Le soluzioni di rendere visibili i dati di segnatura appagano le richieste dei detrattori o malfidati del digitale ma non spostano di molto la questione. Come già detto poi sono applicabili solo su PDF (o immagini) ma non su altri tipi di file. Su un file XML (una fattura elettronica per esempio) dove lo applichiamo? E anche su un PDF - tornando a essere tremendamente pratici - siamo sicuri che ci sia sempre posto? Chi ha mai segnato un documento cartaceo sa che alle volte non c’è posto nemmeno per il timbro.
Tornando al generale, quale “autoportanza” è possibile per un documento digitale una volta che esce dal sistema documentale che lo ha prodotto? La stessa firma digitale, realizzata come volete, dopo 3 (6?) anni scade, va quindi verificata a una certa data, la data di registrazione di protocollo appunto (metodo primo di valutazione temporale in ambito pubblico): ma se gli stessi dati di segnatura sono affidati a una firma come posso ritenerli validi? Del resto col digitale mi pare che ci stiamo facendo ossessionare dal fatto che un documento deve dare prova sempre e comunque di essere autentico in ogni momento a chiunque lo ha fra le mani. ma quando mai un documento ha avuto questa proprietà?
Bisogna comunque capire che il documento, in ambiente digitale (ma non solo) non è solo la parte che ci interessa ma tutto, compreso ciò che riguarda la sua trasmissione: non abbiamo l’abitudine, per esempio, di conservare le buste delle raccomandate?
Dipende poi a che livello si voglia questa “autoportanza”. Mediamente un’amministrazione invia i documenti digitali per mail o pec. Il protocollo che uso io, che non è perfetto, per esempio invia i documenti “protocollati” come allegato di una mail/pec, nel corpo della quale riporta il numero di protocollo (“Invio prot. n. …”). In allegato va il file segnatura.xml.
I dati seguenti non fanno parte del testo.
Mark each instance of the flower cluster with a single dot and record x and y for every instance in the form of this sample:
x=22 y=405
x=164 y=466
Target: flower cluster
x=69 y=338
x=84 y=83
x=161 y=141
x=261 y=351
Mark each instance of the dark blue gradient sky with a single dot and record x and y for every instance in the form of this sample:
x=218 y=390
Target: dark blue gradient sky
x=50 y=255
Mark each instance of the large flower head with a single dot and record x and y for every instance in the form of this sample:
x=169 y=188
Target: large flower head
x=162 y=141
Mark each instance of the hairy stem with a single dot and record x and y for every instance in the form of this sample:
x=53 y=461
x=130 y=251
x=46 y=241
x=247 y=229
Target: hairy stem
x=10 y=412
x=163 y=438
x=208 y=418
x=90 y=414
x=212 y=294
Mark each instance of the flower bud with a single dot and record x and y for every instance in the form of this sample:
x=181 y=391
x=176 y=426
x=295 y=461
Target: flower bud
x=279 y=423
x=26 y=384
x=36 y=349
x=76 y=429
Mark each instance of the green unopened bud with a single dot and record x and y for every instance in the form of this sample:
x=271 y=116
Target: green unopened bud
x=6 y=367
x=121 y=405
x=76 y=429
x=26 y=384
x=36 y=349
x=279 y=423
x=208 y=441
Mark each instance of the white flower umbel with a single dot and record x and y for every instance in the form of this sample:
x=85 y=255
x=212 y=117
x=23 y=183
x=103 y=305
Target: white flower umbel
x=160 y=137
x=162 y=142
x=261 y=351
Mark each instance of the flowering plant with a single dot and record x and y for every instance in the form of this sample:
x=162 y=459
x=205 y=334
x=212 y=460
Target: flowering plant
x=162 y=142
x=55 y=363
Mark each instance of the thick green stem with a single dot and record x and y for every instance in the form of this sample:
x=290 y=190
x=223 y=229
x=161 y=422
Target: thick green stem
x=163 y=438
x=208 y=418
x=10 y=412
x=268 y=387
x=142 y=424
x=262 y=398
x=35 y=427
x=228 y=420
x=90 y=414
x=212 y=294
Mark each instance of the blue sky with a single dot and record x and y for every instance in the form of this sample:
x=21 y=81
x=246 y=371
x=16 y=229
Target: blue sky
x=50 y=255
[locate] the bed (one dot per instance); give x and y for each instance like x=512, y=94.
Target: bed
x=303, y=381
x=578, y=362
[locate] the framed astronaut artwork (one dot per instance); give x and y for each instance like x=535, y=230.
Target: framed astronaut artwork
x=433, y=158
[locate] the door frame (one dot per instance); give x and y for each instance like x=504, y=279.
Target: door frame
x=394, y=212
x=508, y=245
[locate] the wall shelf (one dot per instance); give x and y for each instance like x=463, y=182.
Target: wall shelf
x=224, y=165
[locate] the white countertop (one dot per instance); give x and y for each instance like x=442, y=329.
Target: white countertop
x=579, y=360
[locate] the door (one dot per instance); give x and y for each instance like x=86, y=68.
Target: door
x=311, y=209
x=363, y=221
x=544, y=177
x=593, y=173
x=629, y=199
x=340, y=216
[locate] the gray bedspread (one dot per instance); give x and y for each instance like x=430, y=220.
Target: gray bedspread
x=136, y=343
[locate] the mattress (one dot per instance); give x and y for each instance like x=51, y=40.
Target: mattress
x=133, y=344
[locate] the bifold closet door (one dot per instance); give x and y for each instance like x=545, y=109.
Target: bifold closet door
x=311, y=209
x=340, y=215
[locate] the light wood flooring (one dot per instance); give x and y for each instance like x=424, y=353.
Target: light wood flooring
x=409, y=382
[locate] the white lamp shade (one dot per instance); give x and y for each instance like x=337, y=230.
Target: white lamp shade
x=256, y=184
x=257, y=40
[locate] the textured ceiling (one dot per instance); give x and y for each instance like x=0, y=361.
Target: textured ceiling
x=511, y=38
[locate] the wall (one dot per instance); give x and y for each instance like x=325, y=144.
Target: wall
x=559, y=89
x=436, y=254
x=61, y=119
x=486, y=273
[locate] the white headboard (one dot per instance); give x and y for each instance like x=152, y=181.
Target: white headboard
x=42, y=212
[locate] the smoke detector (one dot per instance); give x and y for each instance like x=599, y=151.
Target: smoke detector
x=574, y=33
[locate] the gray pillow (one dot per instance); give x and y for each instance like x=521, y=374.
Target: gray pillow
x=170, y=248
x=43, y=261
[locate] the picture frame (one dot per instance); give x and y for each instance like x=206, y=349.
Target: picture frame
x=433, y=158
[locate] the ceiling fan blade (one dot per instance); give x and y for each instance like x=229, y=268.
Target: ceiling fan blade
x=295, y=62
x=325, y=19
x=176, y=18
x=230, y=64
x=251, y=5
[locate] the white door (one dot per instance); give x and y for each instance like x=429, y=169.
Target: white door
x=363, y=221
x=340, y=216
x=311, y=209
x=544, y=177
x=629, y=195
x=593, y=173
Ecco, se il file segnatura.xml contenesse, come mi pare la norma imponga, l’elenco di tutti i file inseriti nella registrazione con la loro impronta, una volta considerato come documento l’intero invio (corpo mail, segnatura.xml, file vari) si ottiene un buon livello di “autoportanza”, che di certo non ha niente da invidiare alla tradizionale “autoportanza” cartacea. Un numero di protocollo scritto a mano non può essere facilmente manomesso? La stessa segnatura di protocollo, inanalogico, non è posta solo sulla prima pagina del documento principale?
L’immodificabilità complessiva, e soprattutto la capacità di dimostrarla, è a mio avviso una chimera irraggiungibile che sottrae energie ad altro: tradizionalmente il documento è al sicuro, si presume autentico, fin tanto che resta nell’archivio di chi lo ha prodotto (quindi anche in quello di chi, dotato di un sistema di gestione documentale - non per forza informatico - affidabile, lo abbia ricevuto). Quando il documento esce dal sistema archivio la sua autenticità è tradizionalmente a rischio. Io credo che si possa convivere con questa presunta imperfezione.